3D organotypic raft culture

Viral manipulation of cellular differentiation.

The complete HPV lifecycle is tightly coupled to the differentiation of the epithelial cells the virus infects. HPV has evolved to delay differentiation in infected cells while remaining sensitive to the differentiation signals that trigger late viral gene expression. To characterize the cellular genes regulating this process, my lab developed HPV16-positive tonsillar epithelium equivalents grown in three-dimensional organotypic raft culture, combining single-cell RNA sequencing with a genome-wide CRISPR/Cas9 knockout screen to identify host genes critical for late viral gene expression. At the time this work was initiated, we were among the first laboratories to combine this type of tissue engineering with single-cell genomics in the context of HPV biology, and this technical innovation has positioned my group at the intersection of viral pathogenesis and epithelial cell biology. An initial manuscript was published in 2023, followed by a collaborative study with the Wells laboratory at Cincinnati Children's Hospital published in Nature Communications in 2023 that identified a specific keratinocyte subpopulation implicated in HPV16-driven oncogenesis, reframing how the field understands cellular heterogeneity in viral disease. Two additional manuscripts from this work are in preparation. The insights gained from this program are directly relevant to the dramatic rise in HPV-positive head and neck cancers, one of the fastest-growing cancer subtypes in the United States.
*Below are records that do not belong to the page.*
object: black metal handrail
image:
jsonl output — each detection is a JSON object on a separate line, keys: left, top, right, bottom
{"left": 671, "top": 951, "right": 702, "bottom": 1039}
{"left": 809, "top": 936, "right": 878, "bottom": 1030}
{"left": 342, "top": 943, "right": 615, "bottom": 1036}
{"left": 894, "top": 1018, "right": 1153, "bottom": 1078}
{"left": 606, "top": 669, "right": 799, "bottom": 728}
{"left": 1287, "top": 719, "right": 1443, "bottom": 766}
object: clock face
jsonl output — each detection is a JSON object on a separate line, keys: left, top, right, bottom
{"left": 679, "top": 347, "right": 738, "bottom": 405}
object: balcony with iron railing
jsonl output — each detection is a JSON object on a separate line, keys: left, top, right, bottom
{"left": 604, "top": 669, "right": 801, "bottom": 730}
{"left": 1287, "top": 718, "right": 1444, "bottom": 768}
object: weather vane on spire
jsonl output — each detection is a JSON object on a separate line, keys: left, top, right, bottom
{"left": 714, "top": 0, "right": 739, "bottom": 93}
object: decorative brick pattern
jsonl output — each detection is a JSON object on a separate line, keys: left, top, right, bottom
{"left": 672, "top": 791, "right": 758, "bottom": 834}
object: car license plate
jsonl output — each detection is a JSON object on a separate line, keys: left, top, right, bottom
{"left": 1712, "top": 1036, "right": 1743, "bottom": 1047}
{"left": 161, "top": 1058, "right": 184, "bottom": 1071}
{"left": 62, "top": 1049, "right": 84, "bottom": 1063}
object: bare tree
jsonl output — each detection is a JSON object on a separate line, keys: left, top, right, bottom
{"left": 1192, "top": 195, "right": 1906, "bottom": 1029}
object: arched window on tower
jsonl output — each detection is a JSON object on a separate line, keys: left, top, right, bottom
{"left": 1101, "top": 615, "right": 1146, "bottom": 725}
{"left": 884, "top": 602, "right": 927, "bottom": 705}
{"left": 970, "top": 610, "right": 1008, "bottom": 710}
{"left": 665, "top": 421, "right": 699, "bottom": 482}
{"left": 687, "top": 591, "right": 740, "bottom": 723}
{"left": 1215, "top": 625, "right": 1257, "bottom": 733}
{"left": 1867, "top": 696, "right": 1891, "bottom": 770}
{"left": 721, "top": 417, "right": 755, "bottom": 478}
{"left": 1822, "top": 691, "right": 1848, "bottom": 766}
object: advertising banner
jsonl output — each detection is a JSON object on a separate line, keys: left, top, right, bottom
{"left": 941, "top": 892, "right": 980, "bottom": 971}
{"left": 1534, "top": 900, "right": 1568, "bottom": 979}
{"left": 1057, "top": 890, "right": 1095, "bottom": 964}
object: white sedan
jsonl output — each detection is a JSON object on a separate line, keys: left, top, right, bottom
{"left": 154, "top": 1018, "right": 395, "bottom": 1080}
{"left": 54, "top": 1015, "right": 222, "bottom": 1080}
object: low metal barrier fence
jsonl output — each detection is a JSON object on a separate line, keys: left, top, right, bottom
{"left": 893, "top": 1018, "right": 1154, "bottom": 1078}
Building on findings from this project and from our parallel investigations into N6-methyladenosine (m6A) RNA modification, we have established a new research direction examining the connection between m6A, viral RNA splicing, and productive HPV replication. Because the m6A pathway is pharmacologically tractable, this project offers a clear path toward translational applications.



virus discovery

Virus Discovery and Evolution.

As the COVID-19 pandemic illustrates, it is crucial to understand how viruses evolve. This requires that we know what viruses circulate in humans and animals. The discovery of novel viruses has been a substantial effort by my laboratory in collaboration with the lab of Dr. Varsani. We sample a wide array of animal and human tissues and use Next-Generation sequencing to identify the viruses in these samples. New viruses are further characterized and used to study the evolutionary history of the 'virome' (the total collection of viruses). We have published 15 papers on this topic.



PaVE

The Papillomavirus Episteme (PaVE).

My laboratory helps sustain the community infrastructure that underpins papillomavirus research worldwide. The Papillomavirus Episteme (PaVE), established in 2008, has become the primary expert-curated repository of papillomavirus genomic data. While I have been supporting this database since joining the UofA, I am working to expand the PaVE based on five integrated directions: mining the Sequence Read Archive to incorporate RNA-seq datasets and interactive gene expression tools; standardizing HPV variant annotation to support study of oncogenic risk differences across viral lineages; updating PuMA, the automated genome annotation pipeline that defines PaVE's gold-standard annotations; conducting large-scale in silico structural biology to predict viral-host protein interaction networks at the proteome scale, leveraging high-throughput computing to generate what we term viral predictomes; and building community engagement infrastructure including an External Advisory Board of international leaders. Together, these efforts position PaVE not merely as a sequence repository but as a living analytical platform connecting viral genomics, transcriptomics, and structural biology. Sustaining and expanding this resource is a direct service to the field and reflects my commitment to open science infrastructure as a force multiplier for the entire papillomavirus research community.